Hacker Newsnew | past | comments | ask | show | jobs | submit | mlenhard's commentslogin

Agree on the unpredictability of results issue. Tool call selection is still sort of a black box.

How do you know what variations of a prompt trigger a given tool to be called or how many tools is too many before you start seeing degradation issues because of the context window. If you are building a client and not a server the issue becomes even more pronounced.

I even extracted the Claude electron source to see if I could figure out how they were doing it, but it's abstracted behind a network request. I'm guessing the system prompt handles tool call selection.

PS: I released an open source evals package if you're curious. Still a WIP, but does the basics https://github.com/mclenhard/mcp-evals


Thanks, I'll check it out.

I'm working on a coding agent, and MCP has been a frequently requested feature, but yeah this issue has been my main hesitation.

Getting even basic prompts that are designed to do one or two things to work reliably requires so much testing and iteration that I'm inherently pretty skeptical that "here are 10 community-contributed MCPs—choose the right one for the task" will have any hope of working reliably. Of course the benefits if it would work are very clear, so I'm keeping a close watch on it. Evals seem like a key piece of the puzzle, though you still might end up in combinatorial explosion territory by trying to test all the potential interactions with multiple MCPs. I could also see it getting very expensive to test this way.


I actually came across Plandex the other day. I haven't had the chance to play around with it yet, but it looked really cool.

But agree that even basic prompts can be a struggle. You often need to name the tool in the prompt to get things to work reliably, but that's an awful user experience. Tool call descriptions play a pretty vital role, but most MCP servers are severely lacking in this regard.

I hope this a result of everything being so new and the tooling and models will evolve to solve these issues over time.


Yeah, I'm still wondering if MCP will be the solution that sticks in the long run.

It has momentum and clearly a lot of folks are working on these shortcomings, so I could certainly see it becoming the de facto standard. But the issues we're talking about are pretty major ones that might need a more fundamental reimagining to address. Although it could also theoretically all be resolved by the models improving sufficiently, so who knows.

Also, cool to hear that you came across Plandex. Lmk what you think if you try it out!


Yes I agree with you. What are the major shortcomings that you can think of right now (especially the ones that we have not solved)?


I think the two biggest issues are probably:

1. Giving the model too many choices. If you have a lot of options (like a bunch of MCP servers) what you often see in practice is that it's like a dice roll which option is chosen, even if the best choice is pretty obvious to a human. This is even tough when you just have a single branch in the prompt where the model has to choose path A or B. It's hard to get it to choose intelligently vs. randomly.

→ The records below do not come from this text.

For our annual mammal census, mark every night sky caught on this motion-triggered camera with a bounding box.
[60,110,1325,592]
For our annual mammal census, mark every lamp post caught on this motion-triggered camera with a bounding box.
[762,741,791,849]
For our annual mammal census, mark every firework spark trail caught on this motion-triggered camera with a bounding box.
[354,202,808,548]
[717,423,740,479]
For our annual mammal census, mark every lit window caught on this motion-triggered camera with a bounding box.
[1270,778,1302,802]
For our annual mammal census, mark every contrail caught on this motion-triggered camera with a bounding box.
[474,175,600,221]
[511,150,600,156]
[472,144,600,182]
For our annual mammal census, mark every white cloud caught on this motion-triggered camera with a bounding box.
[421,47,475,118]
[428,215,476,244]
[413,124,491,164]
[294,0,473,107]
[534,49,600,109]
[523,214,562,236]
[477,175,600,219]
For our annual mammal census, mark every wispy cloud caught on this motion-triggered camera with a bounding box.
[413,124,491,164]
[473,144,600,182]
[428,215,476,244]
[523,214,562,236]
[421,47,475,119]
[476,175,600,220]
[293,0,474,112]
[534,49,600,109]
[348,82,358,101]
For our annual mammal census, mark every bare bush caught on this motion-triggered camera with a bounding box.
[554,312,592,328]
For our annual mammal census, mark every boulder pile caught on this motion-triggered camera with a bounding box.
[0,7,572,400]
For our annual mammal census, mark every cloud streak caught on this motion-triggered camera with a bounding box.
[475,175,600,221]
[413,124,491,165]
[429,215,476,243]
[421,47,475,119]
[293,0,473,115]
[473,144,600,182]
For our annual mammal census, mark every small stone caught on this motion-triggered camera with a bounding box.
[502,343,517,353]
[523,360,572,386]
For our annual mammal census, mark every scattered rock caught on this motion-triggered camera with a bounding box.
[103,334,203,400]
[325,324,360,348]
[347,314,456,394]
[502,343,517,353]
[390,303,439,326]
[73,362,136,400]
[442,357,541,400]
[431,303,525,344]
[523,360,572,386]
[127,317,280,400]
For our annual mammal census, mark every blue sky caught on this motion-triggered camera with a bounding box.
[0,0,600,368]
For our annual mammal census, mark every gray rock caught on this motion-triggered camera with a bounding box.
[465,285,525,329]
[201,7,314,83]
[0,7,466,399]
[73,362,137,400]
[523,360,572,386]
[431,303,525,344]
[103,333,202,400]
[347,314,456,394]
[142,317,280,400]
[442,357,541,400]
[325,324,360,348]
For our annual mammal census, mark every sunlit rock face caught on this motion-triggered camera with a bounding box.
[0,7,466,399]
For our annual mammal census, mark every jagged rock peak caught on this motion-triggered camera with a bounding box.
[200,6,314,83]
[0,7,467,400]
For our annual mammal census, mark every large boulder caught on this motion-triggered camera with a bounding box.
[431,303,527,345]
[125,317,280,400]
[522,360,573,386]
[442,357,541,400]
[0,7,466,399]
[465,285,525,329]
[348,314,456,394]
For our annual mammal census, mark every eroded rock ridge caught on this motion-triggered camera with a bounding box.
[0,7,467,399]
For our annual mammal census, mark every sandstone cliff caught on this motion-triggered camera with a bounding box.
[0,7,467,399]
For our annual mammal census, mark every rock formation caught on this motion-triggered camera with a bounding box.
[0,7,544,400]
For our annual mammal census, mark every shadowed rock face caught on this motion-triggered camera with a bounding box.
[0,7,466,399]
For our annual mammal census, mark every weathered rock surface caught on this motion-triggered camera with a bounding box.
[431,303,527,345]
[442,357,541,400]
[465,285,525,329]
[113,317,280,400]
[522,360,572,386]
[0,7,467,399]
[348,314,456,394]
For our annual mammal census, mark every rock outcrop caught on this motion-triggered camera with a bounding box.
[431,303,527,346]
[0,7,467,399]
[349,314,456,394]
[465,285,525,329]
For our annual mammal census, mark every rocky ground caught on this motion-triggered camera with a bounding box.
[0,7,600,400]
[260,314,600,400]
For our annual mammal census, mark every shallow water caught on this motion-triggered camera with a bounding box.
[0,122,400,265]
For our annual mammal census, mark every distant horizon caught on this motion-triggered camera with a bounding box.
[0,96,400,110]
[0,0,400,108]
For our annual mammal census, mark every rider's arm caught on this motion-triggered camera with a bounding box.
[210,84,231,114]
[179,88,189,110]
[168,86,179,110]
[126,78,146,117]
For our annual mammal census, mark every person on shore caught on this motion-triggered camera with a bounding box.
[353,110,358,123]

2. Global scope. The prompts related to each MCP all get mixed together in the system prompt, along with the prompting for the tool that's integrating them. They can easily be modifying each other's behavior in unpredictable ways.


Makes sense. Both are hard problems I agree.


Even with proper tool call descriptions, I've had quite a few occasions where the LLM didn't know how to use the tool.

The tools provided by the MCP server were definitely in context and there were only two or three servers with a small amount of tools enabled.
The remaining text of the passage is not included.